Figure 10 illustrates the microstructures of the reference sample and GSLMs with 16% SS, 20% SF, and 20% FA. In Figure 10a–d, the similar pore structures of the specimen section imply that these samples shared pore structures determined by the hydration products of gypsum. Furthermore, in Figure 10a, sheet-like and needle-shaped dihydrate calcium sulfate crystals were interwoven and irregularly distributed. The C–S–H gel produced by cement hydration, along with a small amount of acicular AFt, filled the pores of calcium sulfate dihydrate crystals, contributing to a more compact structure and improved 28-day strength of GSLM.

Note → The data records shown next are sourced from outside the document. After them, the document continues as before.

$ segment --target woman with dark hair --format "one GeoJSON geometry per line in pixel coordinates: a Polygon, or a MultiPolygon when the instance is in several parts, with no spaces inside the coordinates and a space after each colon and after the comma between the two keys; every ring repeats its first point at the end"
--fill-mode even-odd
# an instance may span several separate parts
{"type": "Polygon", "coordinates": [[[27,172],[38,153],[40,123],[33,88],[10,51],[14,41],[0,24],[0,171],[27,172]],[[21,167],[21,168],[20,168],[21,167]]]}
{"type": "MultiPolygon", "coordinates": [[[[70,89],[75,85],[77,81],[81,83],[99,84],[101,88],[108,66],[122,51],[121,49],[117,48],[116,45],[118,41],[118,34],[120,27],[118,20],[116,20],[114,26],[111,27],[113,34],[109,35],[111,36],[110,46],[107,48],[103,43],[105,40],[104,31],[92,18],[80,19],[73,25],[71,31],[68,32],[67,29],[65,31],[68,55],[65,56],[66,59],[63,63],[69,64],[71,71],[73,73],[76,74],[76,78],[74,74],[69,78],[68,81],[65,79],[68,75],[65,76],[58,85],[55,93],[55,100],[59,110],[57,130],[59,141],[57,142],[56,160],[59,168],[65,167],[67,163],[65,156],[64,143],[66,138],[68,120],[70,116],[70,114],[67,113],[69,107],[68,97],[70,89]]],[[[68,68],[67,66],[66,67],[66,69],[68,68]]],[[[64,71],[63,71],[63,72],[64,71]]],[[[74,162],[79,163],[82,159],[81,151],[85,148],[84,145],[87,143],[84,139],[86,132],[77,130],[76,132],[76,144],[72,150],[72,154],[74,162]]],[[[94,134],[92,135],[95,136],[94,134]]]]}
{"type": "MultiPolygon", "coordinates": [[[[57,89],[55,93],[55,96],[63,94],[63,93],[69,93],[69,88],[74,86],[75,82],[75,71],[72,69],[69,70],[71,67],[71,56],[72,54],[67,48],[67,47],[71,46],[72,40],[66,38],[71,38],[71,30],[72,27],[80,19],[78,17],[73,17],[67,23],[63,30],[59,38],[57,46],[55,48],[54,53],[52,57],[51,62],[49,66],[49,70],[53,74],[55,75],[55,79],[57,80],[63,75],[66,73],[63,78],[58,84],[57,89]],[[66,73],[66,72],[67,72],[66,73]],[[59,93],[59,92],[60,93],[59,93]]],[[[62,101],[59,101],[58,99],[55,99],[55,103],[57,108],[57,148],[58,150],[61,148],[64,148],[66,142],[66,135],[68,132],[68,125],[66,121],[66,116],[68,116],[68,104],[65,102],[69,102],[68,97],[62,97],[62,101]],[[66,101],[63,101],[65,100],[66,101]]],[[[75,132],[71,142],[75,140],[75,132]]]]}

Figure 10b–d reveal more AFt crystals in GSLM with SS than GSLM with SF and FA, indicating the partial participation of SS in the hydration reaction. Additionally, AFt crystals generated from GSLM with SS were slightly thicker and shorter than those in the reference sample, causing minor damage to the connection between hydration products. Consequently, the 28-day flexural and compressive strengths of GSLM with SS were marginally lower than those of the reference sample. Smooth circular SF and FA particles, filling the pores of hydration products and not participating in hydration reactions, are prevalent in Figure 10c,d. The weak interfaces between the particles and hydration products, owing to the smooth particle surface, made them prone to crack propagation under stress. Therefore, the 28-day flexural and compressive strengths of GSLM with SF and FA were lower, which was consistent with the strength results.

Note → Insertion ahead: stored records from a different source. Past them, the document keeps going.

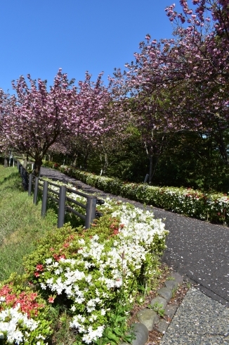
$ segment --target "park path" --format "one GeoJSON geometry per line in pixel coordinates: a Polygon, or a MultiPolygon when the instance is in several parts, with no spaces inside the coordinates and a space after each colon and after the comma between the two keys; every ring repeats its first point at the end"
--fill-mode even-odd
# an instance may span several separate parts
{"type": "MultiPolygon", "coordinates": [[[[169,231],[162,261],[193,281],[160,345],[229,345],[229,230],[105,193],[57,170],[41,175],[70,182],[86,193],[129,202],[165,218],[169,231]]],[[[148,344],[150,345],[150,344],[148,344]]]]}
{"type": "MultiPolygon", "coordinates": [[[[59,171],[41,168],[41,173],[73,183],[86,193],[121,199],[144,208],[140,203],[105,193],[59,171]]],[[[169,231],[162,261],[198,284],[198,289],[207,296],[229,307],[229,229],[155,207],[146,208],[152,211],[155,218],[165,218],[165,227],[169,231]]]]}

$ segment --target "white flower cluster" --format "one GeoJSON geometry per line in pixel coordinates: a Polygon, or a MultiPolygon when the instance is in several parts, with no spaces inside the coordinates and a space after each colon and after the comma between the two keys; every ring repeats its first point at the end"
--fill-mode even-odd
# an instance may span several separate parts
{"type": "Polygon", "coordinates": [[[20,303],[18,303],[15,308],[0,312],[0,339],[6,339],[9,344],[24,344],[29,340],[30,332],[38,325],[38,322],[28,318],[27,314],[18,311],[19,308],[20,303]]]}
{"type": "MultiPolygon", "coordinates": [[[[120,220],[112,246],[106,245],[106,241],[100,243],[96,234],[90,241],[79,240],[81,248],[77,258],[60,258],[58,262],[53,258],[46,260],[46,270],[51,277],[44,279],[41,287],[57,294],[64,292],[73,301],[73,313],[79,305],[84,304],[86,317],[77,313],[70,325],[83,334],[82,339],[86,344],[101,337],[105,327],[100,325],[93,329],[86,325],[86,319],[93,323],[99,315],[106,314],[108,309],[105,301],[110,291],[119,289],[124,284],[124,279],[125,289],[129,288],[128,282],[134,278],[145,261],[155,235],[163,237],[166,233],[164,224],[161,220],[155,220],[152,213],[119,203],[119,209],[111,213],[112,218],[120,220]],[[100,289],[96,287],[98,282],[100,289]],[[89,290],[93,291],[93,296],[89,290]]],[[[103,206],[114,209],[114,203],[109,199],[103,206]]]]}

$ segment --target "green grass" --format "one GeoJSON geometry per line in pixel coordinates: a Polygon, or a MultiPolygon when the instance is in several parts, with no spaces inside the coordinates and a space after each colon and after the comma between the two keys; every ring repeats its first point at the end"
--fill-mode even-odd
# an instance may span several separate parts
{"type": "Polygon", "coordinates": [[[22,188],[16,168],[0,166],[0,281],[22,273],[22,258],[36,249],[36,241],[56,227],[57,215],[48,210],[41,217],[41,201],[33,204],[22,188]]]}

SF and FA, with their regular circular shapes and microbead effect, enhanced GSLM slurry fluidity. In contrast, the irregular shape of steel slag particles increased friction force in the GSLM slurry. Consequently, GSLM slurry with SF and FA experienced less fluidity loss after 30 min, consistent with previous fluidity test results.

4. Conclusions

(1)

The GSLM with SF exhibited the lowest initial fluidity, attributed to the finer particles, larger specific surface area, and higher water absorption capacity of SF particles. However, the smooth spherical nature of SF, with a glass bead effect, had minimal impact on the 30 min fluidity of GSLM.

(2)

The strength of GSLM demonstrated an initial increase followed by a decrease with rising SS, SF, and FA content. The mineral admixtures effectively filled internal pores in GSLM, but excessive content could compromise the structure between hydration products. Consequently, the optimal content for SS, SF, and FA in GSLMs is 16%, 20%, and 20%, respectively.

(3)

The hydration products of GSLMs with SS, SF, and FA mainly comprised CaSO₄·2H₂O, C–S–H gel and AFt. A small amount of SS exhibited continued hydration due to the stimulation of calcium hydroxide. The spherical nature of SF and FA, combined with a weak interface with hydration products, facilitated crack propagation from the interface under stress.

(4)

In the future, the effects of three-phase composition, particle size of desulfurization building gypsum, and multiple mineral admixtures on the performance of gypsum-based self-leveling mortar should be researched.